The interview follows McCartney from his childhood in Liverpool through The Beatles and Wings, and drills into the emotional history behind songs on the record. MOJO’s feature also includes a month‑long celebration of McCartney that has prompted musicians to single out tracks; Beck, for example, selected "Arrow Through Me" as his favourite post‑Beatles McCartney track and called it "one of McCartney’s unsung gems from the ‘70s."
Beck went further: "one for the heads," he said, adding, "There’s just a hint of punk and new wave seeping in" and, plainly, "I’ve never thought McCartney has received enough credit for his use of brass." Those lines sit inside a package that treats the new album as the endpoint of a seven‑decade arc — and as a prompt for fans and local institutions to revisit the past.
One of those institutions, the Jacaranda in Liverpool, has temporarily renamed itself The Maccaranda and announced on Instagram that it had teamed with McCartney. "In celebration of our former performer and customer’s new album, The Boys of Dungeon Lane, out 29 May, we’ve temporarily changed our name," the venue wrote, and invited patrons to "Pop by The Maccaranda and try Paul’s own cocktail, the Maccarita." The venue said it will host a The Boys of Dungeon Lane pre‑release listening party on Friday and is selling a special edition of the album in black or pink vinyl that includes a 1960 replica Jacaranda Club membership card.
The tie‑in echoes the Jacaranda’s long history: it opened in 1957 and was a haunt for a young John Lennon, Stuart Sutcliffe, George Harrison and Paul McCartney. The venue’s proprietor Allan Williams later became the band’s unofficial manager, arranged their 1960 residency in Hamburg and introduced them to their future drummer, Ringo Starr.
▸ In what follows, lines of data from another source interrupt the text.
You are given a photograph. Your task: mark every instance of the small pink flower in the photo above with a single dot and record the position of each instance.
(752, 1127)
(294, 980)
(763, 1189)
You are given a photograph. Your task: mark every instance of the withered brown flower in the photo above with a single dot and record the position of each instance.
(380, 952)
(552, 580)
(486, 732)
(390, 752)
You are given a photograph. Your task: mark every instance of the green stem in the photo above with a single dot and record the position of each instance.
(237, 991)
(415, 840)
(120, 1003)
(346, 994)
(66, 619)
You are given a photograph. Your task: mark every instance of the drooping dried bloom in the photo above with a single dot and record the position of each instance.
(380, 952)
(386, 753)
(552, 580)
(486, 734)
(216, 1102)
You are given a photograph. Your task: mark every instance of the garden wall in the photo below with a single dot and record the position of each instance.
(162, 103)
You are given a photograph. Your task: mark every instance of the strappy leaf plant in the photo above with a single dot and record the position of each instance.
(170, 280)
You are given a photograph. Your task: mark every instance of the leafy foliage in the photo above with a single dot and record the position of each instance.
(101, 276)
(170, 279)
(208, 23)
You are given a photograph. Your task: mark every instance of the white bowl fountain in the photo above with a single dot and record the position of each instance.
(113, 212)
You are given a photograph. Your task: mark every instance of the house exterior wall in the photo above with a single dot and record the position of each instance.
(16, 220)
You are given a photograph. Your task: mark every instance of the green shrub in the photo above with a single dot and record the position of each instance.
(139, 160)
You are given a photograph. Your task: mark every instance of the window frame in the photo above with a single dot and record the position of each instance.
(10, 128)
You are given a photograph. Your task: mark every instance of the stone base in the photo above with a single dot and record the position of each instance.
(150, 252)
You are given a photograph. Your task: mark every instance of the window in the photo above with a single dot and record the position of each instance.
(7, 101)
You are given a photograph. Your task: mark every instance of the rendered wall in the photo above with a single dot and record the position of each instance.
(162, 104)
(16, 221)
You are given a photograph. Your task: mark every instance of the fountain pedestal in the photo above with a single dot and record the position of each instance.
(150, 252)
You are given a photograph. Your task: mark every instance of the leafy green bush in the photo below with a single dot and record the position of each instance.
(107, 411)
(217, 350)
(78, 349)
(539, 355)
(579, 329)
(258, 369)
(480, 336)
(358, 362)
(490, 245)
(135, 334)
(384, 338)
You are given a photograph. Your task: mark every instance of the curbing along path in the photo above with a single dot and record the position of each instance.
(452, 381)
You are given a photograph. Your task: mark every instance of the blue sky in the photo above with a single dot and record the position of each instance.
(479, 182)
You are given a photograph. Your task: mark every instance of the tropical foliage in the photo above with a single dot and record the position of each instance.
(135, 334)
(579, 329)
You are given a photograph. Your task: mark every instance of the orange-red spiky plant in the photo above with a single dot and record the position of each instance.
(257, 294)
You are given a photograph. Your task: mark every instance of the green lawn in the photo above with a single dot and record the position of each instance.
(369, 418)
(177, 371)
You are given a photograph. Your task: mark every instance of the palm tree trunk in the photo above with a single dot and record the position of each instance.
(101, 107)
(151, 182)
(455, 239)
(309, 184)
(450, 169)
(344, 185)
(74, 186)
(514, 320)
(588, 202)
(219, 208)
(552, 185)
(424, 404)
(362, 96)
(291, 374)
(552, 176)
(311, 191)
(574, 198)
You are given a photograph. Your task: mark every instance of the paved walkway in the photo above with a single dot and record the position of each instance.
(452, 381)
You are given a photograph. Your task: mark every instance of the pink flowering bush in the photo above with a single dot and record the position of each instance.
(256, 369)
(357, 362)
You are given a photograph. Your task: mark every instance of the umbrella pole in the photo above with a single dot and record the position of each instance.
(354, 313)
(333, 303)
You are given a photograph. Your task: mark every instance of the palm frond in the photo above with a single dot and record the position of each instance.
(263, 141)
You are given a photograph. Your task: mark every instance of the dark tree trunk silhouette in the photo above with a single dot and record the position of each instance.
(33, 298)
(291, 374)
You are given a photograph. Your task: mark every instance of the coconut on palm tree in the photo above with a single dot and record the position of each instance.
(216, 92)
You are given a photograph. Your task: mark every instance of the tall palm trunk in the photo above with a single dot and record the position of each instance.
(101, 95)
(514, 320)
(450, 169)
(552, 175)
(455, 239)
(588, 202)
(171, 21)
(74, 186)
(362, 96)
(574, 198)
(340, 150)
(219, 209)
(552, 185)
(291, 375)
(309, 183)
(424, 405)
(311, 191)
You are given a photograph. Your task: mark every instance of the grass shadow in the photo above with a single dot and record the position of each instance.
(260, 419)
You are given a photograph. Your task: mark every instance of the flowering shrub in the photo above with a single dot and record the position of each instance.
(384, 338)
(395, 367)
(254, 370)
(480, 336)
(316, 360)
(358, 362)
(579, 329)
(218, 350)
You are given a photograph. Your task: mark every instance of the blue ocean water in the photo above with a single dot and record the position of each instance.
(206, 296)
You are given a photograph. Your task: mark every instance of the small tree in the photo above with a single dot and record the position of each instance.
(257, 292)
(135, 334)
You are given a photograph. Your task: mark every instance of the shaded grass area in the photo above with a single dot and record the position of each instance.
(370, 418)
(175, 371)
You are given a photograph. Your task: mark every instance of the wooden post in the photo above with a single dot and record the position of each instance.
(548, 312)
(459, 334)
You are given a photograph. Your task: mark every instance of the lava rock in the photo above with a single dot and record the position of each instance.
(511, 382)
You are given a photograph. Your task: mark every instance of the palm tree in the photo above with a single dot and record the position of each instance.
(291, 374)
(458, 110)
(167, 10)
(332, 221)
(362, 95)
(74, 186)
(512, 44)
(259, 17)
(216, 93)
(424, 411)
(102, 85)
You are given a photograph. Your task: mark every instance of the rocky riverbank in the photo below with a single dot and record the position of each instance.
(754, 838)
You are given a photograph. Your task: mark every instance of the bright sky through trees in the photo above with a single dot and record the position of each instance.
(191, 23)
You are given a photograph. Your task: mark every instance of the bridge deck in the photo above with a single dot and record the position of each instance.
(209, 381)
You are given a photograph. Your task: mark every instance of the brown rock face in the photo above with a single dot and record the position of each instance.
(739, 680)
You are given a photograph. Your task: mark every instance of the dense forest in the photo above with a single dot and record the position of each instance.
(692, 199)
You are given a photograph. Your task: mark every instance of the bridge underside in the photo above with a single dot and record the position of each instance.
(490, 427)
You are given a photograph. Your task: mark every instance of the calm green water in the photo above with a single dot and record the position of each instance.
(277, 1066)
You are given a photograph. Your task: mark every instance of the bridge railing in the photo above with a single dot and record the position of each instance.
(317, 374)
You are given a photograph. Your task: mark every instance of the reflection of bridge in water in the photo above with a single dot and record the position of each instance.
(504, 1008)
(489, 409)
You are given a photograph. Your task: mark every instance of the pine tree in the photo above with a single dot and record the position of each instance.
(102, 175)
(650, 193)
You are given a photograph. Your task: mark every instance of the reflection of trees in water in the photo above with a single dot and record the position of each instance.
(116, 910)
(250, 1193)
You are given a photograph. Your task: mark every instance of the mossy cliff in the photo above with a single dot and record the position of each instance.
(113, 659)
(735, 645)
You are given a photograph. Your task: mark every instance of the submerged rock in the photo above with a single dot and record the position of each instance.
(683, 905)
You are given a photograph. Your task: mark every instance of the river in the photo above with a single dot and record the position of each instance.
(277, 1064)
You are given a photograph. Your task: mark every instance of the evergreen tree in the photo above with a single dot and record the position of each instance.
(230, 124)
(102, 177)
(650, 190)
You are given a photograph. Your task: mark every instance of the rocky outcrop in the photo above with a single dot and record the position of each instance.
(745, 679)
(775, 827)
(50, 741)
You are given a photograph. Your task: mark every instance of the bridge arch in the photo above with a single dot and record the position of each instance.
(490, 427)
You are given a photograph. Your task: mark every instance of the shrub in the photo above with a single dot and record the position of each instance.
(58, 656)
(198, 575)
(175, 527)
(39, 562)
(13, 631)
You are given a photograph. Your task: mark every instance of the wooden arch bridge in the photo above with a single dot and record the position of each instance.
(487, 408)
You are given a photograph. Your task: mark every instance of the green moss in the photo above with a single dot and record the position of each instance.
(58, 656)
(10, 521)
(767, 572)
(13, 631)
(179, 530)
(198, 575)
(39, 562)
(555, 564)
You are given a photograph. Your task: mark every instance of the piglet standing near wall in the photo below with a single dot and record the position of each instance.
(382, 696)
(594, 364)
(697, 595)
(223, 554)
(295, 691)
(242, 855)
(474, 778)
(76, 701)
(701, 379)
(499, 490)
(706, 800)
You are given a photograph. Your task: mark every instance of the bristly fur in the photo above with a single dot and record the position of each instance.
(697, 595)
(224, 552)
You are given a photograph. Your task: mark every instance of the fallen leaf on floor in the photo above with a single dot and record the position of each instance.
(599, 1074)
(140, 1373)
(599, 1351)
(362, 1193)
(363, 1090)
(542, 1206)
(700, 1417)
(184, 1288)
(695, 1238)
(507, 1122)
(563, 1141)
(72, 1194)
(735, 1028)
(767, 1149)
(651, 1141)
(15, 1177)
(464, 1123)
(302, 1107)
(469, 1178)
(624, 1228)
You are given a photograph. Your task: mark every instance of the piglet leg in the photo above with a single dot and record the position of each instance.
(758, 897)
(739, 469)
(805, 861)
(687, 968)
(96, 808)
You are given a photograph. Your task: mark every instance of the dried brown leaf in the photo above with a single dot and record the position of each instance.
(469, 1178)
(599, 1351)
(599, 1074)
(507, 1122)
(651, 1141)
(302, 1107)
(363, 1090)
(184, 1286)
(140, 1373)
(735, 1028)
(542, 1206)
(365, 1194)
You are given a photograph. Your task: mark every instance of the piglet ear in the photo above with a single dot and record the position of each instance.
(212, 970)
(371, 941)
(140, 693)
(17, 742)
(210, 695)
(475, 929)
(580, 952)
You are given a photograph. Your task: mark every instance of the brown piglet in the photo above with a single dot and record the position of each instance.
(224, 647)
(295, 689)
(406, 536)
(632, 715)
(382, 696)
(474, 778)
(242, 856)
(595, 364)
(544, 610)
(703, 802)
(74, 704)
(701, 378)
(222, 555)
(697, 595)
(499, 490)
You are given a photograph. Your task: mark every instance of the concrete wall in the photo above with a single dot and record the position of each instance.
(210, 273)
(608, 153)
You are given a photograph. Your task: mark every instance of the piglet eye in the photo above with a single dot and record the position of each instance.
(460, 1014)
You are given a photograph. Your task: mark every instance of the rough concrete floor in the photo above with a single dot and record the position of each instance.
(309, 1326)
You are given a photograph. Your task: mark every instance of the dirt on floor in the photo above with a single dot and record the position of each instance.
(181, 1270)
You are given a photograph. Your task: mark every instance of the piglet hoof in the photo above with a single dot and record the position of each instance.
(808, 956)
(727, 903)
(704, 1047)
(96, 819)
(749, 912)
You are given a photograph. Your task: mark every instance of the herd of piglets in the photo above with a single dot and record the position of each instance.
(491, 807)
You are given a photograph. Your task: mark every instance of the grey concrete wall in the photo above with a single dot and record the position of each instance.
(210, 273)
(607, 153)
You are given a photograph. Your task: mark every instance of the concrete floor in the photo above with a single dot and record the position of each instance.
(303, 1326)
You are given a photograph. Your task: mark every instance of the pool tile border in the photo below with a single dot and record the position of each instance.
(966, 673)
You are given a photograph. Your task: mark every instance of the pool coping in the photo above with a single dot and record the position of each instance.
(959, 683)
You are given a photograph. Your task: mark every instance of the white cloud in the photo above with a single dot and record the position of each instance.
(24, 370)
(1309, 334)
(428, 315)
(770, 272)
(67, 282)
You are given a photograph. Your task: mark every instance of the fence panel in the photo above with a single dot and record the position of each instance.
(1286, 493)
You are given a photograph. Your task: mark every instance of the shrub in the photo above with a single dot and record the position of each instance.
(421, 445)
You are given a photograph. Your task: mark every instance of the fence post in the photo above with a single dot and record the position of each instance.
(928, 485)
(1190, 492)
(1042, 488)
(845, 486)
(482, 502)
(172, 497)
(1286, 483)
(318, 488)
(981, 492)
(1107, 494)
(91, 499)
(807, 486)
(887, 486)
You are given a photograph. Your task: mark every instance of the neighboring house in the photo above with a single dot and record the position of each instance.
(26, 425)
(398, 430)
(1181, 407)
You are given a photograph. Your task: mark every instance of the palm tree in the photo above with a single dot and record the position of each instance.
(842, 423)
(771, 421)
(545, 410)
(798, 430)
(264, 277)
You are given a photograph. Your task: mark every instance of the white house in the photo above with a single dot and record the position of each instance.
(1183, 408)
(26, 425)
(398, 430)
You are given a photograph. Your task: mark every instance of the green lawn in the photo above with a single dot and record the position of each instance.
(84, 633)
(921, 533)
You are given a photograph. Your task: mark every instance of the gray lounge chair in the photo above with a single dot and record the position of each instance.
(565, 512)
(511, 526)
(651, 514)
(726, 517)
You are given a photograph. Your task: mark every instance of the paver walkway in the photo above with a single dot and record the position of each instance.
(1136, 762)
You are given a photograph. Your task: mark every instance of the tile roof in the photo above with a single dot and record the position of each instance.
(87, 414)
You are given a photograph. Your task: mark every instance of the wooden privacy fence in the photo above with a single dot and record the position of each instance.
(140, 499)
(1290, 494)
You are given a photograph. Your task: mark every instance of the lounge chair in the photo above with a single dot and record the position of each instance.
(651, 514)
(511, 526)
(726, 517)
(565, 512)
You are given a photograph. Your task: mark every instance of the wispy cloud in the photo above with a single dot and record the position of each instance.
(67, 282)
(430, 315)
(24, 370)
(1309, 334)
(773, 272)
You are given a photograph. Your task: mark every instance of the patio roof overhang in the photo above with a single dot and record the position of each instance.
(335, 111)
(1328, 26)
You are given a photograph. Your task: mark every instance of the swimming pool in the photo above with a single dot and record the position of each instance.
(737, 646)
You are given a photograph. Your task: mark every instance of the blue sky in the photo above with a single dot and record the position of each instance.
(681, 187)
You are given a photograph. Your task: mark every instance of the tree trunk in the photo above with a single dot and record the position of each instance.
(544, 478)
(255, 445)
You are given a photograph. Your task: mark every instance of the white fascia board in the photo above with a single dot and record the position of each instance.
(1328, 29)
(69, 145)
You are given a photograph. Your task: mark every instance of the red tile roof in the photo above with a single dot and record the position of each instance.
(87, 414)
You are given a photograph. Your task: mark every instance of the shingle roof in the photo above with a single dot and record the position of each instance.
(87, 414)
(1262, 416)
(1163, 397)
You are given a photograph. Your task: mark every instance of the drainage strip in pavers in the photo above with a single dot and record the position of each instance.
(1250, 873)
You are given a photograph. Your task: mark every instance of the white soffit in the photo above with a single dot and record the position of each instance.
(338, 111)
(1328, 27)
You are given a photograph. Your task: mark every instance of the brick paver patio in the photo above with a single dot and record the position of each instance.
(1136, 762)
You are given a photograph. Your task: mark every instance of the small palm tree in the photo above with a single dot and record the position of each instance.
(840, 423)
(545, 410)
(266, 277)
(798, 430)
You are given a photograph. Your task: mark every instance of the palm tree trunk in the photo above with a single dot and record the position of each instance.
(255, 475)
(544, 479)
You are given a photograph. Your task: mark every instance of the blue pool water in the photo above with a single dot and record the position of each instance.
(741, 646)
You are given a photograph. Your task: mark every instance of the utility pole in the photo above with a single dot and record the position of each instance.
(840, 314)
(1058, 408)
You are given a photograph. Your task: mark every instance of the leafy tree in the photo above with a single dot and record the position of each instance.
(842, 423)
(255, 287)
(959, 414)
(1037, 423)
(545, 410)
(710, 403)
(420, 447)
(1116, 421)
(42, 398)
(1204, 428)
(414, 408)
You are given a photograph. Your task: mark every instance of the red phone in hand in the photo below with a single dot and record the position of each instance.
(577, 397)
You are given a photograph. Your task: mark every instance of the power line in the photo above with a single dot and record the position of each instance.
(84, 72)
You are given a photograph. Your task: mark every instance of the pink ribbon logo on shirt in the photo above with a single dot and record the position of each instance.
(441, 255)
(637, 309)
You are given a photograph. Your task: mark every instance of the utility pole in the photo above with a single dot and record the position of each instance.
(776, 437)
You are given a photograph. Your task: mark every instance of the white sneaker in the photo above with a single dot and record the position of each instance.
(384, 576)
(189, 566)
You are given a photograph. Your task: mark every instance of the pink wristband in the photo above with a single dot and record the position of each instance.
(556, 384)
McCartney’s new album, the interview makes clear, features songs about that childhood and those early adventures with Harrison and Lennon.
There is a clear line between the MOJO interview and the Jacaranda’s rebrand: one is a long‑form reckoning with a 70‑year musical life, the other a local celebration timed to a May 29 release. That alignment is mutually useful — the magazine gives readers context and testimony, and the venue offers a physical, celebratory moment — but it also exposes a tension between introspection and promotion. The magazine’s principal focus is McCartney’s musical reflections; the Jacaranda’s move is explicitly promotional, selling limited‑edition vinyl and staging an event that packages nostalgia as a product.
Still, the human story remains central. Currin’s interview makes the record feel like a catalogue of place and memory, not a publicity stunt: details about Liverpool streets, rehearsals and the young bandmates who would become The Beatles thread through the conversation. Beck’s selection of "Arrow Through Me" — and his remark that it contains the faintest whiff of punk and new wave while underscoring McCartney’s brass savvy — underlines how artists are reading McCartney’s past for musical clues, not just marketing cues.
What happens next is simple and immediate: The Boys of Dungeon Lane arrives 29 May, the Jacaranda hosts its pre‑release party on Friday and fans will judge the record by its songs more than by the publicity around it. The MOJO interview and The Maccaranda’s festivities amplify each other, but the record’s reception will rest on whether listeners find the emotional through‑line McCartney describes. If the interview is any guide, McCartney has given them the map; the question now is whether the album itself rewards the attention.